Impact Capital’s quarterly research report seeks to highlight the latest developments most relevant to your investments and financial planning. In the latest installment of Impact Capital’s Three Market Themes quarterly research report, we focus on the warning message from bonds, the performance of commodities, and the performance of the gold.
1. Bonds Are Sending Out Warning Signals
As we wrote last quarter, the popular belief among investors was inflation was going away and the Federal Reserve would start slashing interest rates. We were right to question that narrative, as bonds have turned out to be one of this year’s biggest losers. The chart below shows the performance of the iShares 20+ Year Treasury Bond ETF (ticker: TLT) over the past five years. Bonds peaked in 2020 and have been falling ever since, with the TLT now down over 9% so far this year.
You don’t own TLT in your portfolio, but changes in interest rates can—and will—impact other investments. One of the reasons stocks were able to rally was on the assumption that lower interest rates were coming. Consequently, when bonds start falling, they tend to drag down stocks with them. I like to imagine a conversation between bonds and stocks going something like this:
Stock investors should be careful what they wish for, because if the Fed starts cutting rates, it’s because they have observed economic weakness. In other words, they would have realized they raised interest rates to too high a point that it is now restricting the economy. They would then proceed to try and fix things by changing course and lowering rates. Stocks investors may think lower rates would be great, but economic weakness leading to a recession would only be good for bonds, not stocks.
Now that the narrative has shifted to interest rates being “higher for longer”, we can’t help but wonder how long it will take for bonds to start a rally.
2. Commodities Are Doing Well Right Now
A stronger-than-expected economy may not be good for bonds, but it is good for commodities. The chart below shows the year-to-date performance for various commodities.
This year, many commodities are steadily rising in price more than stocks or bonds, and this is the case for all types of commodities – agricultural, energy, and the metals. Most portfolios are underweight in these types of investments. They certainly aren’t represented much in the S&P 500, which has come to be dominated by technology companies.

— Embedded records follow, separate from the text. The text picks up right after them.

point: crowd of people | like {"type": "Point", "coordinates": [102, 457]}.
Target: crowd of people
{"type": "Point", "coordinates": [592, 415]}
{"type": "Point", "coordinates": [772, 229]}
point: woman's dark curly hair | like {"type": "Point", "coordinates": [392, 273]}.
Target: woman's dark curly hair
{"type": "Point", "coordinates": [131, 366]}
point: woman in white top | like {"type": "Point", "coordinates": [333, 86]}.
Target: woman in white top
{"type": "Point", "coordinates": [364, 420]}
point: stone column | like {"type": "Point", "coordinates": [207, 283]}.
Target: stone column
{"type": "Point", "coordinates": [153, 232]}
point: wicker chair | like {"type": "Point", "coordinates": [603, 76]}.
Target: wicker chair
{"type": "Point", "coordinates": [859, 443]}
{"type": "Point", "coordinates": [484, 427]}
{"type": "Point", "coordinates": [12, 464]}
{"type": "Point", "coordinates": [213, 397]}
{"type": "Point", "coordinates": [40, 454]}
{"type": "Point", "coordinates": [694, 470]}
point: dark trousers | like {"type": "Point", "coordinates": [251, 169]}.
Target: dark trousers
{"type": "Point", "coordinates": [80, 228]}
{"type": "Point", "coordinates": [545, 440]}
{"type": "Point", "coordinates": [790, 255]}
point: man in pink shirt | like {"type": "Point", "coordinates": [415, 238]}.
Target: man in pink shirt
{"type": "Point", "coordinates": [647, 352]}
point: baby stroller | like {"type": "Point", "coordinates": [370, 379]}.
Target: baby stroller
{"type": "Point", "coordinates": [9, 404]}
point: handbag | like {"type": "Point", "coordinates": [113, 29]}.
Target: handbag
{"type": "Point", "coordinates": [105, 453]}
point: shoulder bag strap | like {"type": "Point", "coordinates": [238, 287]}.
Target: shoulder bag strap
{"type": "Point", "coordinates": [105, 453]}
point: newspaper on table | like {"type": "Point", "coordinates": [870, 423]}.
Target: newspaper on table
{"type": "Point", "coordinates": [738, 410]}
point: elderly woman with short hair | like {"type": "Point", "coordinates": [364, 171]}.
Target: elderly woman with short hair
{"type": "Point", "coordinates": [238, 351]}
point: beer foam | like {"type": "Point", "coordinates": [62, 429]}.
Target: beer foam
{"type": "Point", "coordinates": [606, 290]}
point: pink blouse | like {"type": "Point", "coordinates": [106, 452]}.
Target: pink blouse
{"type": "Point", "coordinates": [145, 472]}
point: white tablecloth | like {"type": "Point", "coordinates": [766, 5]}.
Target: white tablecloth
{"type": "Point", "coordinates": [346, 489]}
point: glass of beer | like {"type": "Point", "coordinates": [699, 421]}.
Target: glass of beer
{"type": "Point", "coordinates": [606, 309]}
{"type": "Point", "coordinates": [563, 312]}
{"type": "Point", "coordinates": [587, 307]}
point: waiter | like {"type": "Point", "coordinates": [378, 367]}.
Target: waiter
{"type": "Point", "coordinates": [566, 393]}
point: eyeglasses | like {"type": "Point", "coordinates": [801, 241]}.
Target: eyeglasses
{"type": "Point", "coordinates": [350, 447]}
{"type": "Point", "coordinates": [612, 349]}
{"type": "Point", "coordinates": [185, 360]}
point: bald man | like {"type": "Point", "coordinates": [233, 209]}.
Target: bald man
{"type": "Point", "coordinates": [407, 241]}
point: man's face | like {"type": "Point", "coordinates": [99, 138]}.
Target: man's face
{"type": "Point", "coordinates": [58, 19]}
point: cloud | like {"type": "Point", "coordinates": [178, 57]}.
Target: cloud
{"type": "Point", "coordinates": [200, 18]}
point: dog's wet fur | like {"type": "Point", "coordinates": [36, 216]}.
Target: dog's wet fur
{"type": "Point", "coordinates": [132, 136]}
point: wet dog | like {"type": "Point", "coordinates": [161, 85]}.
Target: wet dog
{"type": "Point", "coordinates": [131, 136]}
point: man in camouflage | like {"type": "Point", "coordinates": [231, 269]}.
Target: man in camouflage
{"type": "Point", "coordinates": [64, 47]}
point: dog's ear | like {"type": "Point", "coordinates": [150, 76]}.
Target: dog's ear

You may not hear much about investing in commodities because the long-term track record is not good. In general, we’ve gotten more efficient at growing and extracting commodities, and we’ve also gotten more efficient when it comes to using them over time. This may be why over the last 15 years, the Bloomberg Commodity Index ETN has lost 50% of its value, while the S&P 500 has made 430% and the U.S. Aggregate Bond index is up 47%.
This makes it difficult to commit to a long-term position in commodities. In the short-term, they are going up and may continue to do so until there is a recession.
3. All That Glitters (In This Case) is Gold
Gold always gets more attention than other commodities because of its price history. The price of gold is currently going up because central banks around the world are diversifying their portfolios in an attempt to hold fewer U.S. Dollars. Gold is also seen as a safe haven commodity when there is geopolitical uncertainty.
The price history of gold can be summarized in four distinct moves as shown on the chart below.
Gold is only worth what investors are willing to pay for it. While this is true for any investment, this is especially true for gold. Gold doesn’t have earnings, interest payments, or dividends, and it can’t buy back shares or get bought out. There is no workforce showing up to work each day to be innovative or productive. It’s a rock with limited industrial use — in other words, it is your parents’ Bitcoin. Having said all of that, it is going up and, based on history, it could continue.